Use foreachBatch to write to arbitrary data sinks

This page shows how to use foreachBatch with Structured Streaming to write the output of a streaming query to data sources that do not have an existing streaming sink.

The code pattern streamingDF.writeStream.foreachBatch(...) allows you to apply batch functions to the output data of every micro-batch of the streaming query. Functions used with foreachBatch take two parameters:

A DataFrame that has the output data of a micro-batch.
The unique ID of the micro-batch.

You must use foreachBatch for Delta Lake merge operations in Structured Streaming. See Upsert from streaming queries using foreachBatch.

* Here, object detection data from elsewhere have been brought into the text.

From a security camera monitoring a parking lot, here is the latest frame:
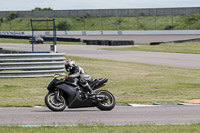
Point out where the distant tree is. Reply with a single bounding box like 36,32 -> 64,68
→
56,21 -> 72,30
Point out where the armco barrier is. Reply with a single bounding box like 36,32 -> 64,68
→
83,40 -> 134,46
0,53 -> 65,78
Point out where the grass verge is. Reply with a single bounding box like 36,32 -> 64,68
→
0,57 -> 200,106
0,124 -> 200,133
104,42 -> 200,54
0,38 -> 85,45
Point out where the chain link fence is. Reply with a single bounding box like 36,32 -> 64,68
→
0,14 -> 200,31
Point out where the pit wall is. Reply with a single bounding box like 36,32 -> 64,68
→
0,7 -> 200,17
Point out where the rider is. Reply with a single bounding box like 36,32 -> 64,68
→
65,59 -> 94,95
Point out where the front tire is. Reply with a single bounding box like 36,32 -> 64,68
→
95,90 -> 116,111
45,92 -> 67,111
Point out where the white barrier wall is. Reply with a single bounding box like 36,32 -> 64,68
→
0,30 -> 200,36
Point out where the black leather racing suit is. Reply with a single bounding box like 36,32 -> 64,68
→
68,65 -> 93,94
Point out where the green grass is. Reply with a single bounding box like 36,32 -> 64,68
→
104,42 -> 200,54
0,57 -> 200,106
0,38 -> 85,45
0,14 -> 200,31
0,124 -> 200,133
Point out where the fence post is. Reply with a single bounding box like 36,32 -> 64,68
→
188,16 -> 190,29
10,20 -> 12,30
137,16 -> 140,30
171,16 -> 174,26
101,16 -> 103,31
154,16 -> 157,30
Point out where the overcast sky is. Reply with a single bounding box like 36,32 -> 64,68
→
0,0 -> 200,11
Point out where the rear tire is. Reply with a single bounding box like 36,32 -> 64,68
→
95,90 -> 116,111
45,92 -> 67,111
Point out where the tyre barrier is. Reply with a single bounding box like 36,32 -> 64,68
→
83,40 -> 134,46
0,53 -> 65,78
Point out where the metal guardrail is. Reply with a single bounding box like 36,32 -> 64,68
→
0,53 -> 65,78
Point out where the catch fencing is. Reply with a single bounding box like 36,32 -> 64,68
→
0,53 -> 65,78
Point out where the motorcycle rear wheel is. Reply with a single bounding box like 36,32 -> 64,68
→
45,92 -> 67,111
95,90 -> 116,111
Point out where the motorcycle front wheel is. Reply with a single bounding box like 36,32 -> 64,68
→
45,92 -> 67,111
95,90 -> 115,111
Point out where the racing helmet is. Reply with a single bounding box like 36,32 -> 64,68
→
65,59 -> 75,72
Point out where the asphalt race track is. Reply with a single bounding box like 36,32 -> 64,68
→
0,43 -> 200,69
0,105 -> 200,125
0,36 -> 200,125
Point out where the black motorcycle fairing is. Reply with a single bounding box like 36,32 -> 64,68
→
68,91 -> 97,108
90,78 -> 108,90
55,83 -> 77,103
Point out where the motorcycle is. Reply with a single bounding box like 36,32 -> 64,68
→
45,74 -> 115,111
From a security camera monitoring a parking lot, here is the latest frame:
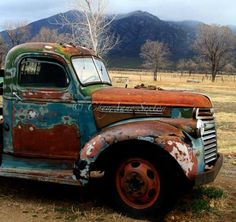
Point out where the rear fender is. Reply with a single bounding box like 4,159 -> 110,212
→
74,121 -> 197,184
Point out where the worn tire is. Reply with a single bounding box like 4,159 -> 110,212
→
107,156 -> 173,218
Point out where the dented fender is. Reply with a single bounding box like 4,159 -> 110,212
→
74,121 -> 198,184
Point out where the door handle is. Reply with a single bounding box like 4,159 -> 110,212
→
13,92 -> 22,101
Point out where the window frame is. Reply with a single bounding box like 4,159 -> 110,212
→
70,56 -> 112,87
16,54 -> 71,91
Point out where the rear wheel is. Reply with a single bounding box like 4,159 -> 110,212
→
109,157 -> 171,217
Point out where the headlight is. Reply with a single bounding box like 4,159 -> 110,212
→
196,119 -> 205,137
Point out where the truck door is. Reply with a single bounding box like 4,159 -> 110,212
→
12,57 -> 80,159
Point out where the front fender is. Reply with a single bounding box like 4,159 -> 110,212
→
74,121 -> 197,184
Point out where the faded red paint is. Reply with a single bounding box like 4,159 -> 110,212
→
92,87 -> 212,108
81,121 -> 198,179
13,123 -> 80,159
20,89 -> 72,101
14,42 -> 96,56
81,121 -> 184,159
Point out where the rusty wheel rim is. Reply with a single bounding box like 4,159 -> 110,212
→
116,158 -> 160,209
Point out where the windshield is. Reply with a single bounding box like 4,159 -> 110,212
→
72,57 -> 111,85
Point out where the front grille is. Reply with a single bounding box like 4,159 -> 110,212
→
196,108 -> 217,164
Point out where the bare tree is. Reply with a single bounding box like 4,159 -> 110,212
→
177,59 -> 197,75
140,40 -> 169,81
3,21 -> 29,48
224,63 -> 236,74
31,27 -> 67,43
194,25 -> 234,82
57,0 -> 118,56
0,36 -> 7,68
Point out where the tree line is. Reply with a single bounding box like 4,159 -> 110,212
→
0,0 -> 236,82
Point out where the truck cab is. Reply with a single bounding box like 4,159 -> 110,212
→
0,43 -> 222,215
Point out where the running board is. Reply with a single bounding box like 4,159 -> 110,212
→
0,154 -> 80,186
0,167 -> 81,186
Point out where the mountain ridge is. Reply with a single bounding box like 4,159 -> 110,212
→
0,10 -> 236,68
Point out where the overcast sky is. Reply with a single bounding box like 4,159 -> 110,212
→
0,0 -> 236,30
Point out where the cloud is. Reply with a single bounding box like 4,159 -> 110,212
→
0,0 -> 236,25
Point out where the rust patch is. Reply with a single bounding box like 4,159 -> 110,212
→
93,105 -> 171,128
13,123 -> 80,159
92,87 -> 212,108
20,89 -> 72,101
165,140 -> 198,179
81,121 -> 184,159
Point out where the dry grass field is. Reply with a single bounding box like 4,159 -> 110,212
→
0,71 -> 236,222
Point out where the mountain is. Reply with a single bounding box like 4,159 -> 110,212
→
111,11 -> 195,65
0,10 -> 236,68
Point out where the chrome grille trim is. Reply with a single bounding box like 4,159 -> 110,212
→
196,108 -> 217,165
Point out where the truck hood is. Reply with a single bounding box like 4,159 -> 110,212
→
92,87 -> 212,108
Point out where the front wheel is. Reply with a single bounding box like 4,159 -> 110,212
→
108,158 -> 171,217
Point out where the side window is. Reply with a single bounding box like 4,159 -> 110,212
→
18,58 -> 69,88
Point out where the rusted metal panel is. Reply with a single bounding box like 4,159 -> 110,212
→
20,89 -> 72,102
11,96 -> 80,159
77,121 -> 198,183
93,105 -> 171,129
92,87 -> 212,107
13,122 -> 80,159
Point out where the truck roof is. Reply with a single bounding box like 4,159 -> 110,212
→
7,42 -> 96,65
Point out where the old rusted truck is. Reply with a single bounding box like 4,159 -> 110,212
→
0,43 -> 222,216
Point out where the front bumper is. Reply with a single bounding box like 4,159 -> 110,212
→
194,154 -> 223,186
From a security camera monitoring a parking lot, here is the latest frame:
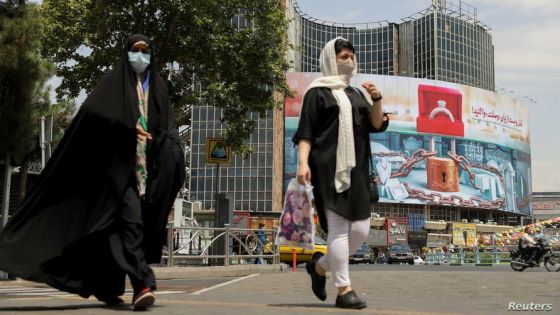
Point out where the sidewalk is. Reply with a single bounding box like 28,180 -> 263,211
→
0,265 -> 560,315
172,270 -> 560,315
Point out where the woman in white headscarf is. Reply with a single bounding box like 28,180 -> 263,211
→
293,37 -> 389,309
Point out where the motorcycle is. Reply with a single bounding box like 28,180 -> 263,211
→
510,239 -> 560,272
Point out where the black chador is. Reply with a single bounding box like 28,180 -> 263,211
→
0,35 -> 185,301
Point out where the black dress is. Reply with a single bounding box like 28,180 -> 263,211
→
0,35 -> 185,298
292,87 -> 389,231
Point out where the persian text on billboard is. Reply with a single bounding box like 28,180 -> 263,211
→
285,73 -> 531,214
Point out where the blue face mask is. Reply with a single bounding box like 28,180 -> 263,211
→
128,51 -> 150,74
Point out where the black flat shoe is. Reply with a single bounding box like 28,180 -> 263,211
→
305,262 -> 327,301
335,291 -> 367,310
97,296 -> 124,307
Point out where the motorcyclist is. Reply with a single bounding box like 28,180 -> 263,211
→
521,226 -> 540,265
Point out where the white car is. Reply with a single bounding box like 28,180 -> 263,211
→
414,256 -> 426,265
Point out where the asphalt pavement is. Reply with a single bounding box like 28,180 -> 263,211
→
0,265 -> 560,315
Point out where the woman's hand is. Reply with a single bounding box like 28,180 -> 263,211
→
362,81 -> 380,98
136,126 -> 152,141
298,163 -> 311,185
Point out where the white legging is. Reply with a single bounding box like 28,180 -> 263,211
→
319,209 -> 370,288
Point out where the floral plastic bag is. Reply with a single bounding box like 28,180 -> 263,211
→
277,179 -> 315,249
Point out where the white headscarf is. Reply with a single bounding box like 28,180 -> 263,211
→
308,37 -> 358,193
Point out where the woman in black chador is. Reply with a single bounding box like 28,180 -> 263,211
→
293,37 -> 389,309
0,35 -> 184,310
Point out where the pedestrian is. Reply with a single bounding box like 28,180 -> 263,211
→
0,35 -> 184,310
255,222 -> 266,265
293,37 -> 389,309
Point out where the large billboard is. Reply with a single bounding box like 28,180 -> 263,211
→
284,72 -> 531,214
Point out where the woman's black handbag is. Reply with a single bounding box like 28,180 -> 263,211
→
368,149 -> 379,203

Apply additional DataFrame operations

Many DataFrame and Dataset operations are not supported in streaming DataFrames because Spark does not support generating incremental plans in those cases. Using foreachBatch() you can apply some of these operations on each micro-batch output. For example, you can use foreachBatch() and the SQL MERGE INTO operation to write the output of streaming aggregations into a Delta table in update mode. See more details in MERGE INTO.

Important

foreachBatch() provides only at-least-once write guarantees. However, you can use the batchId provided to the function as way to deduplicate the output and get an exactly-once guarantee. In either case, you will have to reason about the end-to-end semantics yourself.
foreachBatch() does not work with the continuous processing mode as it fundamentally relies on the micro-batch execution of a streaming query. If you write data in continuous mode, use foreach() instead.
When using foreachBatch with a stateful operator, it is important to completely consume each batch before processing is complete. See Completely consume each batch DataFrame

Handle empty DataFrames

foreachBatch() might receive an empty DataFrame, and your code must handle this scenario. Otherwise, your query might fail.

For example, when Delta Lake is the streaming source, these scenarios might pass an empty DataFrame to foreachBatch():

OPTIMIZE with no files to process: When an OPTIMIZE operation runs on the Delta Lake source table but there are no files to process, Structured Streaming writes an offset log entry to increment the table version. This produces an empty micro-batch on the sink even though no files are read.
File pruning at the physical plan level: If predicate pushdown or file pruning eliminates all records at the physical plan level, the result is an empty commit to the sink.

User code must handle empty DataFrames to allow for proper operation. See the examples below:

Python

def process_batch(output_df, batch_id):
  # Process valid DataFrames only
  if not output_df.isEmpty():
    # business logic
    pass

streamingDF.writeStream.foreachBatch(process_batch).start()

Scala

  .foreachBatch(
          (outputDf: DataFrame, bid: Long) => {
             // Process valid DataFrames only
             if (!outputDf.isEmpty) {
                // business logic
             }
         }
  ).start()

Behavior changes for `foreachBatch` in Databricks Runtime 14.0

In Databricks Runtime 14.0 and above on compute configured with standard access mode, the following behavior changes apply:

print() commands write output to the driver logs.
You cannot access the dbutils.widgets submodule inside the function.
Any files, modules, or objects referenced in the function must be serializable and available on Spark.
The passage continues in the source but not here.